Friday, November 7, 2014

My Experience with the Accessible Teacher Training Program

by Patrice Priya Wagner

I was taking adaptive yoga classes and at some mysterious moment found myself in a gentle stream as if a body of flowing water was carrying me along downstream. My only choice was to paddle along with the current because trying to go back upstream would have taken far more energy than I could muster given that I have severe fatigue from Multiple Sclerosis (MS). In a nutshell, that’s how I found myself enrolled in the first Accessible Yoga Teacher Training program (AYTT) in 2007.

Never before had I experienced that sort of phenomenon in my life that I can recall—-as if a choice had been made for me and all I needed to do was go with the flow. It became increasingly clear that enrolling in AYTT was the unanimous decision of myself and someone or something else that I don’t have a name for. Actually, my vote in the decision-making process seemed inconsequential.

The adaptive classes that I had been enjoying for several years were challenging me in a good way but then, at times, the poses were more than my body could comfortably handle. Since I was dedicated to my practice and thought I had reached the “glass ceiling” of how far I could go with it, I was pleased about the option to gently flow downstream and see if I could learn more.

Wanting to deepen my practice, I hoped that a Teacher Training would assist with that pursuit but I wasn’t so sure about becoming a teacher. It seemed like such a huge leap to go from being a student with a disability to actually instructing other people in a class. My desire to help others kept coming to mind as I floated so I let myself consider many different ways I could be of assistance.

Adventures into new territory have always been challenging for me. However, on the first day of AYTT I found that being with a group of people with disabilities of all sorts to learn more about yoga on a deeper level felt very comfortable. Nonetheless, when it came time to demonstrate in front of the class my emotions changed gears.

I was sure I would flunk out because one of the first things I was assigned to do included chanting Om and I couldn’t sing a note! Chanting isn’t singing I soon discovered and when sounds of Om vibrated from my throat the neighborhood dogs howled along with me. I’m still not sure if that was a good omen or not!

Learning how to adapt Hatha Yoga poses for a variety of physical disabilities soon became part of the training that I looked forward to each week. In addition, lessons about Raja Yoga philosophy and Patanjali’s Yoga Sutras were incredible. I found a structure for living a mindful life that I had been searching for and couldn’t locate until that teacher training started.

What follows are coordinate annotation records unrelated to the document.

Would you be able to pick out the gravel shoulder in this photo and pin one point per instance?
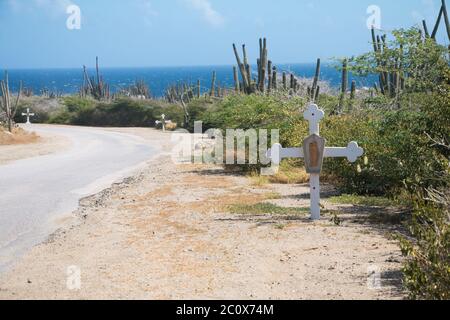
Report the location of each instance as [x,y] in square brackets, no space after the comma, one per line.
[166,233]
[44,145]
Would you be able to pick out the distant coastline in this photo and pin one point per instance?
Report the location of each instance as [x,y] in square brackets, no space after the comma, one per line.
[69,80]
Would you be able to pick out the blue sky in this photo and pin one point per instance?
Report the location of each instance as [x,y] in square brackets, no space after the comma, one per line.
[132,33]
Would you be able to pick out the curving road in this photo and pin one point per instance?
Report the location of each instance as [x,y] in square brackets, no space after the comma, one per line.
[35,191]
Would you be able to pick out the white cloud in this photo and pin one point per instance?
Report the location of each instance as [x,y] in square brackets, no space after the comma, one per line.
[209,14]
[148,8]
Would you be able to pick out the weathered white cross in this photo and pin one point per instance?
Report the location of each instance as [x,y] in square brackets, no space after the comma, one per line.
[314,151]
[28,115]
[163,122]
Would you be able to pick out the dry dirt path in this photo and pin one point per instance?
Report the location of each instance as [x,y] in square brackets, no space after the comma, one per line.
[167,234]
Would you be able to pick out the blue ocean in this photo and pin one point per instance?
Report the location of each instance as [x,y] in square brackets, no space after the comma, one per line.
[69,81]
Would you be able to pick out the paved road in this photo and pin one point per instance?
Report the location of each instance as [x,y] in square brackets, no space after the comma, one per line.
[34,192]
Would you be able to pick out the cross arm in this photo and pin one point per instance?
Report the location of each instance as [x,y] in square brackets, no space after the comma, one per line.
[278,153]
[352,152]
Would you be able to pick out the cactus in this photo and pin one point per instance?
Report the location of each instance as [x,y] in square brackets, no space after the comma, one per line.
[316,80]
[245,80]
[352,95]
[274,79]
[95,87]
[213,85]
[344,84]
[438,22]
[236,80]
[446,18]
[316,95]
[6,105]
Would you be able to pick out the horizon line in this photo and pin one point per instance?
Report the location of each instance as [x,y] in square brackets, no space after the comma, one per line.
[324,62]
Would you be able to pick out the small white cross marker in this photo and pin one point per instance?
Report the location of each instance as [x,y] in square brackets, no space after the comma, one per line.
[28,115]
[314,155]
[163,122]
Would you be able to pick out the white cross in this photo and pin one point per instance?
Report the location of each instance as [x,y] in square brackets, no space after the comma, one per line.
[352,152]
[163,121]
[28,115]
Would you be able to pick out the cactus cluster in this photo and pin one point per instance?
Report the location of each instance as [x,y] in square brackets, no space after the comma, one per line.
[95,86]
[442,13]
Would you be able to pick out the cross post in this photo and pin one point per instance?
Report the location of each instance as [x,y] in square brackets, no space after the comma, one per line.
[314,151]
[163,122]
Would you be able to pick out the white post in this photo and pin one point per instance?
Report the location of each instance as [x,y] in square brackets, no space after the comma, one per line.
[314,115]
[314,182]
[28,115]
[352,152]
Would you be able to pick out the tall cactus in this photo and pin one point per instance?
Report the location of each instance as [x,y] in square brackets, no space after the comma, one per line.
[236,79]
[274,79]
[352,95]
[9,107]
[316,80]
[212,91]
[344,84]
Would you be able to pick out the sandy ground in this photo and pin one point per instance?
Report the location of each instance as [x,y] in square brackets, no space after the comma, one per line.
[167,234]
[44,145]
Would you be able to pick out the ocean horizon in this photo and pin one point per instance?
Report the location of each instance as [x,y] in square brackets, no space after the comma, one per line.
[68,81]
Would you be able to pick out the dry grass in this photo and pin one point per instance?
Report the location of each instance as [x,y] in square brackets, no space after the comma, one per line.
[290,175]
[18,136]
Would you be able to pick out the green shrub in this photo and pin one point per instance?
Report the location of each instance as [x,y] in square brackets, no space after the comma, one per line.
[123,112]
[427,267]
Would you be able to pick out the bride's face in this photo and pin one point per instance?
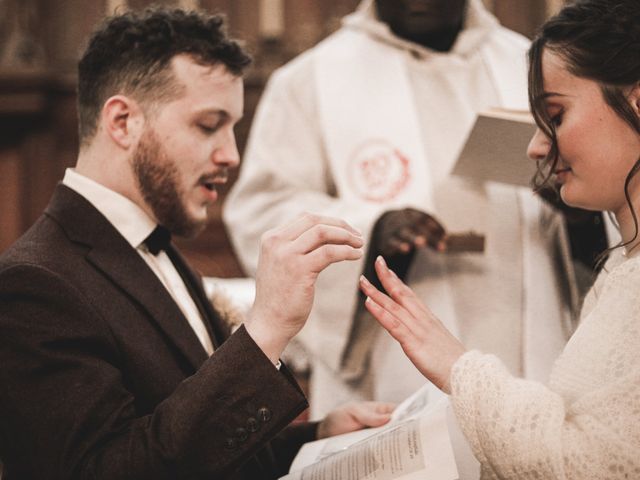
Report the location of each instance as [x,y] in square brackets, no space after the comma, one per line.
[597,148]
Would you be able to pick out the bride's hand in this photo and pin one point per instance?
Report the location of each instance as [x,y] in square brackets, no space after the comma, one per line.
[427,343]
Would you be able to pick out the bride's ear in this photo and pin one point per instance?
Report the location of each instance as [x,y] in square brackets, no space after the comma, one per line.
[635,98]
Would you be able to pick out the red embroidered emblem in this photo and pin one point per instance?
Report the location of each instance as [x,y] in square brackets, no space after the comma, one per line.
[378,171]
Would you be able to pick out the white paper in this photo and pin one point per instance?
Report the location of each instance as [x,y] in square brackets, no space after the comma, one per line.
[415,444]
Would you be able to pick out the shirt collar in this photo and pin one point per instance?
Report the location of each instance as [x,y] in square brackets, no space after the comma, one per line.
[127,217]
[478,23]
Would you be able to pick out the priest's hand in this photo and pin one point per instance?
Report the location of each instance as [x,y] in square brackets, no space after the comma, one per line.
[291,257]
[354,416]
[399,232]
[427,343]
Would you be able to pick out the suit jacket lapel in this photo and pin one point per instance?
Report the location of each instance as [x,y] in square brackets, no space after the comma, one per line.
[114,257]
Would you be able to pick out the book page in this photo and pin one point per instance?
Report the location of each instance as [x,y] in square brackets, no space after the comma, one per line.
[415,444]
[496,148]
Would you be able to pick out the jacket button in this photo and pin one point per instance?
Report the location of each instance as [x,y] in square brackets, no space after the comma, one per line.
[253,425]
[264,414]
[242,434]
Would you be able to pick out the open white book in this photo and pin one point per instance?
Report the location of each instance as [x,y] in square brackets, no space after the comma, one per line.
[415,444]
[496,148]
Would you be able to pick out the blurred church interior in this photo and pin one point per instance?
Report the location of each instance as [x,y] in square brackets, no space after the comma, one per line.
[39,44]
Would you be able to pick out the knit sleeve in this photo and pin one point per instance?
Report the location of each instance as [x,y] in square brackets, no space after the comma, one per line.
[586,423]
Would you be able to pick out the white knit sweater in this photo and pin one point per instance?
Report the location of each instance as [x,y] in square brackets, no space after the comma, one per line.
[586,423]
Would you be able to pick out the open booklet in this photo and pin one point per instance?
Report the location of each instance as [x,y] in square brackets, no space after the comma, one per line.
[415,444]
[496,148]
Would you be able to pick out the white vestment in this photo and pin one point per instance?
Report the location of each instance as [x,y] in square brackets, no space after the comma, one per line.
[366,122]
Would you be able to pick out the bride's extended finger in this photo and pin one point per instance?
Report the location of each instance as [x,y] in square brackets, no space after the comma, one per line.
[389,322]
[397,289]
[384,300]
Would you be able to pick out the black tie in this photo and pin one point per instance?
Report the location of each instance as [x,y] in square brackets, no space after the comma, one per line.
[158,240]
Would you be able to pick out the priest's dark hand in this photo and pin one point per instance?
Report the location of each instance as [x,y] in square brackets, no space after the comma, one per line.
[400,232]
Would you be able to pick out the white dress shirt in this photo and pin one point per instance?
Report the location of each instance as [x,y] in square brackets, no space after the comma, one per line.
[135,226]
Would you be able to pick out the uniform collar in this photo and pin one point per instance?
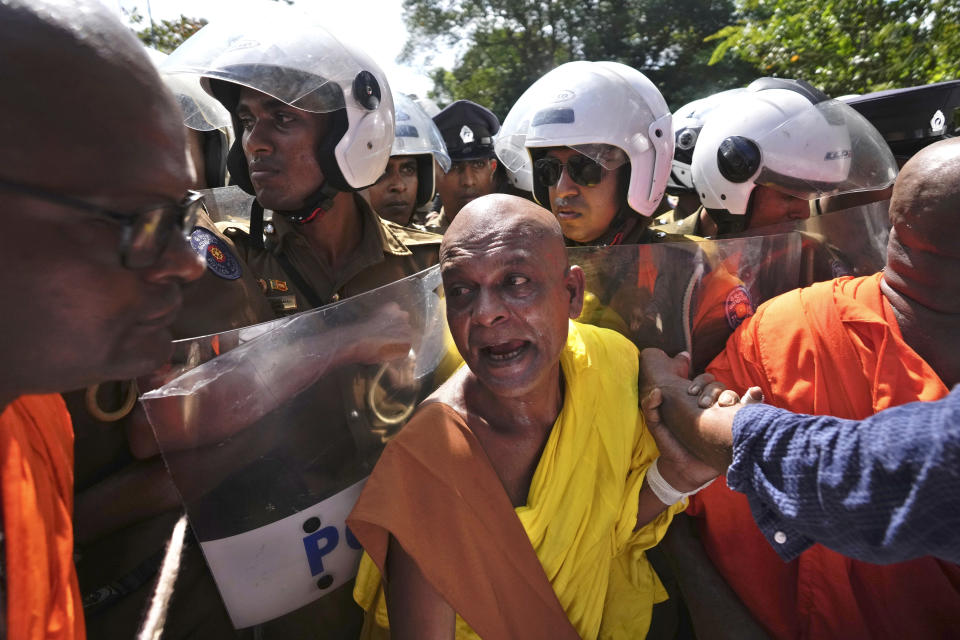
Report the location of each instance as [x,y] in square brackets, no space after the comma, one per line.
[377,232]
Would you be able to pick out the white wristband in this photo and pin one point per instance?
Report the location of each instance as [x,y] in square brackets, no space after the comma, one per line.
[665,491]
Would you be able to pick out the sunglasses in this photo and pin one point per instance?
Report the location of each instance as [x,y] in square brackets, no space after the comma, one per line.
[146,232]
[581,169]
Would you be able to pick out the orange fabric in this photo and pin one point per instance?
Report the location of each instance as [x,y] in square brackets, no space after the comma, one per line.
[36,471]
[833,348]
[486,542]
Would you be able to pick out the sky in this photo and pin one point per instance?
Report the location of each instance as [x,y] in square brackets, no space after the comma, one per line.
[376,25]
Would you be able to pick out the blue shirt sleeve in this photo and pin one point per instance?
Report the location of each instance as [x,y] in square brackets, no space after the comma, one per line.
[885,489]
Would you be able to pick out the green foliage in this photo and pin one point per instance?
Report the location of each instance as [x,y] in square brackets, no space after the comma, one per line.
[506,45]
[165,35]
[846,46]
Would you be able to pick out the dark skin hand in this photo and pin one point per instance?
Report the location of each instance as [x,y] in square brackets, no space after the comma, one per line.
[677,416]
[701,425]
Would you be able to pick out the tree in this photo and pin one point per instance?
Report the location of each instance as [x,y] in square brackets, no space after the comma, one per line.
[165,35]
[507,44]
[847,46]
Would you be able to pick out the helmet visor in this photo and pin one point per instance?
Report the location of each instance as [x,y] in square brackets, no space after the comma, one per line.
[828,150]
[416,134]
[280,52]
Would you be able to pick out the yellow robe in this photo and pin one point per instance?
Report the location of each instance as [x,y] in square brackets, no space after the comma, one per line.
[581,509]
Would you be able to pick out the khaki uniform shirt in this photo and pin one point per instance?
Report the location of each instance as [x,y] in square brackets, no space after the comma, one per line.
[689,226]
[387,252]
[436,222]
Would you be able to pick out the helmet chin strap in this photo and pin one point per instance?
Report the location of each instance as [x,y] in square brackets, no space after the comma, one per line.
[614,233]
[728,223]
[318,204]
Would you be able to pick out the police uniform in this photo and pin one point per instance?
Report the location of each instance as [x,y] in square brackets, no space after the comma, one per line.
[689,226]
[467,129]
[436,222]
[294,278]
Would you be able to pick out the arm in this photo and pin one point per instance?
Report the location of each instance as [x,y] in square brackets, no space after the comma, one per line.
[881,489]
[414,607]
[682,471]
[715,610]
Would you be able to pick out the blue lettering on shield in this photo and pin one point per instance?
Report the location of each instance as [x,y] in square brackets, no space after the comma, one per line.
[316,550]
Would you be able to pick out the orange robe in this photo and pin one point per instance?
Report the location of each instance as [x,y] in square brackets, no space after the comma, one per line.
[833,348]
[36,471]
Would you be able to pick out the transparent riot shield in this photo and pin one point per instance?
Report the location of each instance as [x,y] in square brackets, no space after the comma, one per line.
[685,296]
[847,242]
[228,205]
[269,432]
[850,242]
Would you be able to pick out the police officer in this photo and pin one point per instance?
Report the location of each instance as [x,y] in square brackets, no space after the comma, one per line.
[467,129]
[314,122]
[766,153]
[409,183]
[593,141]
[688,120]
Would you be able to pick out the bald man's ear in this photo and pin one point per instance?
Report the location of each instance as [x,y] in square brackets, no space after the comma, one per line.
[575,282]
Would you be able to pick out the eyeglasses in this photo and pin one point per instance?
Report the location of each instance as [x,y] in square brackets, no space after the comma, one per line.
[479,164]
[146,231]
[581,169]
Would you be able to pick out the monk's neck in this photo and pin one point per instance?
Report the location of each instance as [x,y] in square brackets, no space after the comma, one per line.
[532,412]
[335,234]
[934,334]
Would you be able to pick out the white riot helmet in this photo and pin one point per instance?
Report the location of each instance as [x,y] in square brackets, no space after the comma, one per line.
[688,120]
[202,113]
[290,56]
[416,135]
[584,106]
[789,136]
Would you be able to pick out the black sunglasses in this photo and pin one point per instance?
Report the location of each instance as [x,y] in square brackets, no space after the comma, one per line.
[581,169]
[146,231]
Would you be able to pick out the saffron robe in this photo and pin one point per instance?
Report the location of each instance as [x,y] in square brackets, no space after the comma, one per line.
[568,563]
[36,471]
[830,349]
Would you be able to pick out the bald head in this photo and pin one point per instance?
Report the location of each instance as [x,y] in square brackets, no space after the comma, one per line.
[923,256]
[80,99]
[496,217]
[925,206]
[510,293]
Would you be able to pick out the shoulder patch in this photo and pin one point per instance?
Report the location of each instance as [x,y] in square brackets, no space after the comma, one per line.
[738,306]
[216,253]
[410,236]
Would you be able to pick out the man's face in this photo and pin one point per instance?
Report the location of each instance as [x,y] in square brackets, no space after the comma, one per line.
[394,195]
[280,145]
[508,303]
[584,213]
[74,314]
[466,181]
[768,206]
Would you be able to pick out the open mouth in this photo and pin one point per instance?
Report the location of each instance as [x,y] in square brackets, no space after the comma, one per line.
[505,352]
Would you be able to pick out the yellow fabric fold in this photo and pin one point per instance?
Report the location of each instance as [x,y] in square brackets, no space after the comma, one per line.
[582,505]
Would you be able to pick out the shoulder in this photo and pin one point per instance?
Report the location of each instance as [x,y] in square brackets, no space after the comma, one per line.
[436,431]
[411,237]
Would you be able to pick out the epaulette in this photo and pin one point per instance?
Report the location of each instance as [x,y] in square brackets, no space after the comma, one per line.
[412,237]
[231,228]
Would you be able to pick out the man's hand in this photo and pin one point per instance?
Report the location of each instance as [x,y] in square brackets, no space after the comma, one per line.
[678,466]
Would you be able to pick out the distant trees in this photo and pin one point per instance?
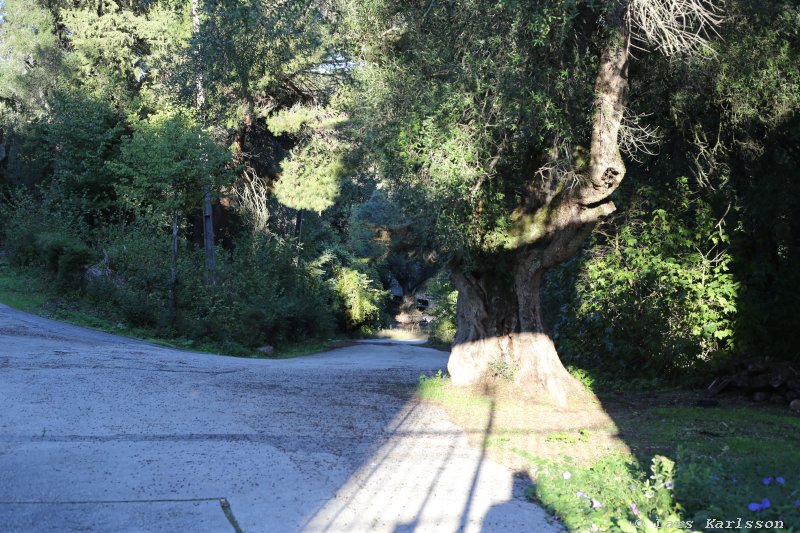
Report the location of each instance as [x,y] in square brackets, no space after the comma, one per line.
[497,128]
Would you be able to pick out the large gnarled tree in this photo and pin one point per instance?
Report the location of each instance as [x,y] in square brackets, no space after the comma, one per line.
[497,128]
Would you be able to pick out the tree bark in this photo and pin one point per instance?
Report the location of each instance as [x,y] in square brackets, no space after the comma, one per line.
[500,328]
[501,332]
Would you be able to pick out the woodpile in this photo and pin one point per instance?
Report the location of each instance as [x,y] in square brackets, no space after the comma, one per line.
[761,379]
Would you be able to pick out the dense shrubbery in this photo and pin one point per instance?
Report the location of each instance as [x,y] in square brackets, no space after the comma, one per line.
[444,297]
[653,296]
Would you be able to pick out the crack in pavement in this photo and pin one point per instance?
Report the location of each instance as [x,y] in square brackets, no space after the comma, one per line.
[223,503]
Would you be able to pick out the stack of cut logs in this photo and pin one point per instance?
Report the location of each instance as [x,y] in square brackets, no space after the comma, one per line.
[762,380]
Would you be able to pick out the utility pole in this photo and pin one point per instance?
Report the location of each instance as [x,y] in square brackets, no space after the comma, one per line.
[208,219]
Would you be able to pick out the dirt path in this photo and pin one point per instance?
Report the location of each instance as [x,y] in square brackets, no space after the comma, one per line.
[103,433]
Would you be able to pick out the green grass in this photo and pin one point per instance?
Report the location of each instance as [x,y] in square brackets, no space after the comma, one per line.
[27,290]
[671,461]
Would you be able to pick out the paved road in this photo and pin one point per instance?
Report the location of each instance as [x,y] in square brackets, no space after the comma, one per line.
[103,433]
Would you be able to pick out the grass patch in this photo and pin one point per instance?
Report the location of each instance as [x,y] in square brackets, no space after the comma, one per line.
[655,458]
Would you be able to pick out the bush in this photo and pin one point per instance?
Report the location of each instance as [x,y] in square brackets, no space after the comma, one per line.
[358,303]
[444,298]
[654,293]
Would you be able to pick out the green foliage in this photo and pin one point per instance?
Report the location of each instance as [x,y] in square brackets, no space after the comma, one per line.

Instruction about Pranayama breath work and meditation kept me coming back for more. Although the assignment at the beginning of the program was just 5 minutes each of Hatha poses, Pranayama and meditation I wanted to do more. Every day after my 15-minute practice I would feel so positive and serene about the upcoming events of the day that it really didn’t matter what was on my To-Do list for the day! As the weeks passed by my practice deepened and the foundation was laid for a life that values compassion, love, not getting attached to material possessions, and helping others. Floating downstream to enroll in AYTT was one of the best things I’ve ever done!